In my book, the Trib column prompts a discussion between protagonists Otto Pohl, 16 going on 17-year-old paper boy for the Tribune before becoming a runner for a member of the Chicago Outfit, and his girlfriend, Amanda, who was two years older, the daughter of a well-to-do surgeon.
“Yeah, Holman’s lawyer argued the same thing about a struggle over the gun until she suddenly went into a coma when that story didn't fit the evidence. Didn’t Mrs. Barney faint in the Old Bailey courtroom?” Otto asked.
“Yes, and just for emphasis, so did her mother. It gave them a ready excuse not to answer questions from the press. Reporters did not believe her story and made that clear in their reporting.”
“Amazing that she got off. What do you suppose will happen with Libby Holman and Val Polansky?”

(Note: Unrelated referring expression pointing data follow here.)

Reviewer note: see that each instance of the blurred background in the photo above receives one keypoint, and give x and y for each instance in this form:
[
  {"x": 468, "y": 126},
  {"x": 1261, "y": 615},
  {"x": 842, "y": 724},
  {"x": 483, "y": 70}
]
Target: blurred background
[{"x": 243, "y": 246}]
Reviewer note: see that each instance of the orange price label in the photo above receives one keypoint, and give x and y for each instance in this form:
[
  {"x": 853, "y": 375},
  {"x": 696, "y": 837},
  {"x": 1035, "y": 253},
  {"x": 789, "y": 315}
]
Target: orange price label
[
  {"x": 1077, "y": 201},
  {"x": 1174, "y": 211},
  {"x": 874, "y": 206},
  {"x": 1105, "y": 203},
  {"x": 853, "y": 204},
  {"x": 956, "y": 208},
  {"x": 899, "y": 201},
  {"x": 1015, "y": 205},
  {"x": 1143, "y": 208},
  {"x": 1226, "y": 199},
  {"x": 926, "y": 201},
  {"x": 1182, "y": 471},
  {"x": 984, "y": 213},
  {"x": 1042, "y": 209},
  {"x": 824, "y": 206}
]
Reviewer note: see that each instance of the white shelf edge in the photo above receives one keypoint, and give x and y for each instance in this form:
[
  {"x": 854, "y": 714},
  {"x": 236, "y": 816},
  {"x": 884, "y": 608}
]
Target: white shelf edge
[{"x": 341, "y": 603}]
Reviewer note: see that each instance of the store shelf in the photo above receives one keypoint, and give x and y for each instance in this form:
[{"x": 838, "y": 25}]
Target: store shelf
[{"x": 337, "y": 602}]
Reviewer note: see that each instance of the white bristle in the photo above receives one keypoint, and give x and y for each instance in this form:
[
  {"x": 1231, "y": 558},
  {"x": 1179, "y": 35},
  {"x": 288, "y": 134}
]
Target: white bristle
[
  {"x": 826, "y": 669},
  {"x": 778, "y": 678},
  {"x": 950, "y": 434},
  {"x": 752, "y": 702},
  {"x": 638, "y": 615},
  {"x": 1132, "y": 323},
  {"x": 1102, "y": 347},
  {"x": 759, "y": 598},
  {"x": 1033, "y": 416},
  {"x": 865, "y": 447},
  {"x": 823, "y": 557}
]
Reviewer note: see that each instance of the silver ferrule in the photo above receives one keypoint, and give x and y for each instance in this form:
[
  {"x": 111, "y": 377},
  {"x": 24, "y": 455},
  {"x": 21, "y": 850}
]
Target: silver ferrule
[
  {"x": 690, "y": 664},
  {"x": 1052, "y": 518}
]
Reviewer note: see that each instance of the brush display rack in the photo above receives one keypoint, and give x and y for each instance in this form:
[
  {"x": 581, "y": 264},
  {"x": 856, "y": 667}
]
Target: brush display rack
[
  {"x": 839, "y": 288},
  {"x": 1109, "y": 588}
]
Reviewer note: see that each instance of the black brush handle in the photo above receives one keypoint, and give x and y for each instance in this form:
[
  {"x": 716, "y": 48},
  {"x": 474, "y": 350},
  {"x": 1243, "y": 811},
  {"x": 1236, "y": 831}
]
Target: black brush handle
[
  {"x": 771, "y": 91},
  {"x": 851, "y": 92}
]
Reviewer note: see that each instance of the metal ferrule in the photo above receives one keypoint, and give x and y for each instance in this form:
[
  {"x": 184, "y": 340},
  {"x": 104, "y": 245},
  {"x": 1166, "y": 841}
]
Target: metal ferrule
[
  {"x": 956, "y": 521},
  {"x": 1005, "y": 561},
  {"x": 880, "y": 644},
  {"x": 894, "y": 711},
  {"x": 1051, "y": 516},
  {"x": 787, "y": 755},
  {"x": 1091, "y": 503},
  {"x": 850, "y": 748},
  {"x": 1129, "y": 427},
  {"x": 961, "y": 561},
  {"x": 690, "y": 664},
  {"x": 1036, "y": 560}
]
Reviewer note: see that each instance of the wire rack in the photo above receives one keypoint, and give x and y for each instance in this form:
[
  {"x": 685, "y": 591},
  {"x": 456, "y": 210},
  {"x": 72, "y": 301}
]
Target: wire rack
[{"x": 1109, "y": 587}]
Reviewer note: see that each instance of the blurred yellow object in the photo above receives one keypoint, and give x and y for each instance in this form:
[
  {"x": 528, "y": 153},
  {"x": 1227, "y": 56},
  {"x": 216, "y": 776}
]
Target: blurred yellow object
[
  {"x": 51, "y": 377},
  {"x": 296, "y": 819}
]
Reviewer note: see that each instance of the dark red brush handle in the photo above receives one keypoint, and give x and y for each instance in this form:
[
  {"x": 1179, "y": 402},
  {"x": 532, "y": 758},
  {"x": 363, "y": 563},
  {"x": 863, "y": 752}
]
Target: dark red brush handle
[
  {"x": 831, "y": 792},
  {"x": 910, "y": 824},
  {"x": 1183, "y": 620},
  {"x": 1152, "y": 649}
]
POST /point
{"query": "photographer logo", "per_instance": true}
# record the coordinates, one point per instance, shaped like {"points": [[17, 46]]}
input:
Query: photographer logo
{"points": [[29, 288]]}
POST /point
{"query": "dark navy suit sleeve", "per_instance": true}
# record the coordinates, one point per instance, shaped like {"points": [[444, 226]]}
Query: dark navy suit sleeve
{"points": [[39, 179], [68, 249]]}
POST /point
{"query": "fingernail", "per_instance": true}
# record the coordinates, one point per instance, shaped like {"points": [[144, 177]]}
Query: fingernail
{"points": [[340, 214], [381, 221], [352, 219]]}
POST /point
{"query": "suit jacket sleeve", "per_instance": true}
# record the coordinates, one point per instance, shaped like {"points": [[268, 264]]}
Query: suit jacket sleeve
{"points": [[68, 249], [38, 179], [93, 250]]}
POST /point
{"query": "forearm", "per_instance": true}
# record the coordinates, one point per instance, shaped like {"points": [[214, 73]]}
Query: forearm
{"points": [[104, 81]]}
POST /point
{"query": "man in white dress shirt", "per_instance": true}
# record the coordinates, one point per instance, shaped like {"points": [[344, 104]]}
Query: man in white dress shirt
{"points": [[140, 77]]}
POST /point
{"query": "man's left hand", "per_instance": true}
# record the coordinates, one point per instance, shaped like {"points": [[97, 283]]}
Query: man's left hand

“I hate to admit this,” Amanda said, “but I think women, especially women of means, have an advantage in these situations. People don't want to believe that a woman is capable of committing these crimes that seem so outlandish. There is a tendency to believe that the man either committed the crime or goaded the woman into doing it.”
“So, Jurges’s behavior made Val shoot him?”
“Or it was an accident. Val and Libby Holman will never be convicted. They have about as much chance of going to jail as Al Capone has of going to heaven.”
“So, with this advantage that you say women have…” Otto said, then paused.
“Yes, and…?” Amanda said after impatiently waiting for Otto to complete his sentence.
“Well, I guess…I was wondering. Do you think you could kill me? Surely, you would get away with it. Rich father. Best lawyers.”
“And what would I inherit for my trouble. Your paper route?”
Retterer, R.C.. 1932 Chicago: Bombs, Beer Wars and Cubs Baseball (p. 61). Kindle Edition.
The elephant in the room in the Smith Reynolds case, was how much of the youth’s rumored $15 million share of the late R.J. Reynold’s estate, said to be worth $150,000,000, Libby might inherit. Because of secretiveness of the Reynolds and Holman families in regard to financial details, there was much speculation as to the amount she finally received.
However, a Washington Post story concludes in a book review of Libby Holman: Body and Soul by Hamilton Darby Perry, “A good deal of Reynolds money eventually came Holman's way, but the most important settlement of her husband's estate was the contribution of more than $7 million toward the establishment of the Z. Smith Reynolds Foundation.”
Some speculated that the contribution was made in order to keep money out of Libby Holman’s hands as much as it was given out of pure charity.